Mexico and Canada are ready for a possible influx of Americans crossing the border to seek abortion access


Activists in Mexico and Canada are already preparing for a possible influx of Americans crossing the border to seek abortion access if Roe v. Wade is overturned.

In Mexico, which has historically provided cheap access to healthcare for Americans living in the borderlands, activists say they have already seen a surge in women coming from Texas to seek access to abortion pills.

They now say they’re getting ready for a potential spike in demand from other U.S. states after a draft Supreme Court opinion overturning Roe v. Wade, the landmark 1973 ruling protecting a woman’s right to an abortion, was leaked to the media earlier this month. While it’s not clear how accurately the draft will reflect the forthcoming decision, the leak has already prompted concerns that many states with so-called trigger laws will outlaw abortion entirely once the decision from the top court is made.

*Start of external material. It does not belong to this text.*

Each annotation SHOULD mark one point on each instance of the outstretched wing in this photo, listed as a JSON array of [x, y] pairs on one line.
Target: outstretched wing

According to the Guttmacher Institute, a research and policy organization that focuses on sexual and reproductive health, around 40 million U.S. women between the ages of 13 and 44 live in states that have demonstrated hostility to abortion rights.

This figure represents more than half — 58 percent — of all women in the United States.

As part of their research, the institute has created a map showing how far women seeking abortion care would have to drive to find resources in the event of a partial or total ban on abortions. In some cases, like Texas, the distances are vast -— suggesting it may be easier for many to cross a closer international border.

Verónica Cruz Sánchez, the founder of Las Libres, a Mexican organization that advocates for abortion rights, said in an interview with The Hill that women are crossing the length of the US-Mexico border into states from Baja California and Sonora in the west, to Coahuila and Tamaulipas in the east.

Sánchez’s organization helps women obtain access to abortion pills, which can be taken at home. She shared that this at home procedure, which is conducted without immediate supervision, is still carried out under the protocols of the World Health Organization.